An example of a unary postfix operator is the factorial (e.g. 5! = 1*2*3*4*5
). Not only to avoid further special cases, but also because of the known problematic properties of the factorial (keyword fast growth) this operator is not supported by the parser.
Examples
The expression 5-(2*3-4)
will be scanned as:
5 Operand
- Operator
( Parenthesis
2 Operand
* Operator
3 Operand
- Operator
4 Operand
) Parenthesis
The expression -sin(pi/2*x)
will be scanned as:
- Operator
sin Function
( Parenthesis
pi Symbol
/ Operator
2 Operand
* Operator
x Symbol
) Parenthesis
The scanner has no knowledge of the semantics of the expression, so in general no checks for correctness are made when the input is decomposed. For performance reasons, however, it may be useful to perform some checks during the scanning phase. A standard example is the check for balanced parentheses.
The Token class
The Token
class is a simple data record holding information about token type, content and position of the token in the input string. When a token of type operand is created, it is automatically tried to convert the string into a double
. The value can be accessed using the Value
property.
public class Token
{
public Token(TokenType type, string text, int position)
{
Type = type;
Text = text;
Position = position;
}
public Token(TokenType type, string text, int position, double value)

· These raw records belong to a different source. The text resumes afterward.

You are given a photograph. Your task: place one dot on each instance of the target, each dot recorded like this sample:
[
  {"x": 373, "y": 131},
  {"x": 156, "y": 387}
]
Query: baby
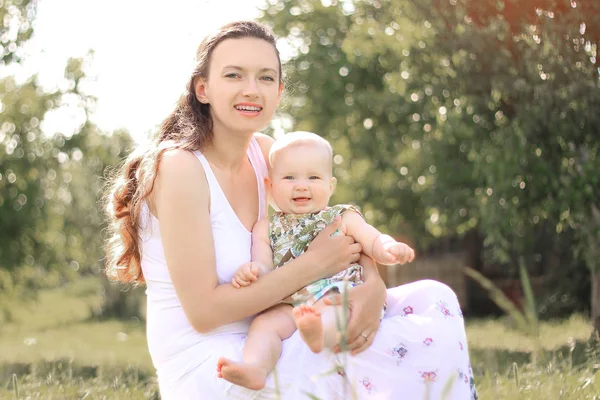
[{"x": 300, "y": 184}]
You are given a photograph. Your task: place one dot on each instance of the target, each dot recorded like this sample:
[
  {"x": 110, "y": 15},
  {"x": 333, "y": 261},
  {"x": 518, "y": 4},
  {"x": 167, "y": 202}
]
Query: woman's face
[{"x": 243, "y": 86}]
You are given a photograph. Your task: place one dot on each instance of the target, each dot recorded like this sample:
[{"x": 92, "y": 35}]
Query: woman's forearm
[
  {"x": 370, "y": 272},
  {"x": 228, "y": 304}
]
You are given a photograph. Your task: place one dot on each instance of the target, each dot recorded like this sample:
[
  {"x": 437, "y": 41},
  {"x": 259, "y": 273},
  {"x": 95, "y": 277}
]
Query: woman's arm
[{"x": 181, "y": 203}]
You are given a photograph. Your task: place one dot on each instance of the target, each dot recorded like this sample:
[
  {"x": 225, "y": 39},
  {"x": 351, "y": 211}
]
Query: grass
[{"x": 52, "y": 349}]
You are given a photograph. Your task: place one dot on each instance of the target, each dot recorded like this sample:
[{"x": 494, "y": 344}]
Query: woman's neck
[{"x": 227, "y": 151}]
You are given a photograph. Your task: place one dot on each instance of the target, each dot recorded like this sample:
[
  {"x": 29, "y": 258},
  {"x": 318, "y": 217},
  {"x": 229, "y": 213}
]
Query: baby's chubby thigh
[{"x": 277, "y": 318}]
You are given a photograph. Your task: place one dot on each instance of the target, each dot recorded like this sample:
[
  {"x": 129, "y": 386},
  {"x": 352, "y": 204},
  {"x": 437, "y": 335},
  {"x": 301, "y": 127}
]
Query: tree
[
  {"x": 457, "y": 115},
  {"x": 50, "y": 218}
]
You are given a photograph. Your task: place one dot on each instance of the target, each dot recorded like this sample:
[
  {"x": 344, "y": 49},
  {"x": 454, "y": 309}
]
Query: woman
[{"x": 182, "y": 214}]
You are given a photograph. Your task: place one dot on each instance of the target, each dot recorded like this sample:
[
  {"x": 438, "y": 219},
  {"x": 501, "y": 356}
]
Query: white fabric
[{"x": 420, "y": 344}]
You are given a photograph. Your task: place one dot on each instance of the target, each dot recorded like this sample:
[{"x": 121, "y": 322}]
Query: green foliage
[
  {"x": 452, "y": 115},
  {"x": 50, "y": 185},
  {"x": 58, "y": 352}
]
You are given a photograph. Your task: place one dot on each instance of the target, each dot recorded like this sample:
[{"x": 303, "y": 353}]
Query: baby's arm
[
  {"x": 262, "y": 254},
  {"x": 383, "y": 248}
]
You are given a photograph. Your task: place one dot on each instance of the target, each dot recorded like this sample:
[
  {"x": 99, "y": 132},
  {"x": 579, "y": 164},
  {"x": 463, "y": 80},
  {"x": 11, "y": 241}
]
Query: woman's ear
[{"x": 200, "y": 90}]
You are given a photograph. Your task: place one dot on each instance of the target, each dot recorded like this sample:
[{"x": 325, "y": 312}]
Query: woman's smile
[{"x": 248, "y": 109}]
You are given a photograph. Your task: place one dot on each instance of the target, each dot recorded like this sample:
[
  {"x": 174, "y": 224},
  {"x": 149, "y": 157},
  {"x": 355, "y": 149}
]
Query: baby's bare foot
[
  {"x": 250, "y": 376},
  {"x": 308, "y": 321}
]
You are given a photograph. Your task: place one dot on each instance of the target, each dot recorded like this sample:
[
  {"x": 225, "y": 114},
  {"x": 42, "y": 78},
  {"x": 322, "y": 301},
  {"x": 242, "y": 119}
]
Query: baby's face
[{"x": 301, "y": 179}]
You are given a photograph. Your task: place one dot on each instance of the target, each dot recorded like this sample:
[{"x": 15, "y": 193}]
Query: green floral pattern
[{"x": 290, "y": 235}]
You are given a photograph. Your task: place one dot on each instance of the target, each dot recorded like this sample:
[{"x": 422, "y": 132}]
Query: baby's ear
[{"x": 333, "y": 184}]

: this(type, text, position)
{
Value = value;
}
#region Public properties
/// <summary>
/// Gets the position of token in the input expression.
/// </summary>
public int Position { get; }
/// <summary>
/// Gets the token type.
/// </summary>
public TokenType Type { get; }
/// <summary>
/// Gets the text that is represented by the token.
/// </summary>
public string Text { get; }
/// <summary>
/// If token is of type operand, the value of the operand is returned. Otherwise, zero.
/// </summary>
public double Value { get; }
#endregion
public override string ToString() => Text;
}
The Scanner class
The Scanner
class basically consists of one public method Tokenize()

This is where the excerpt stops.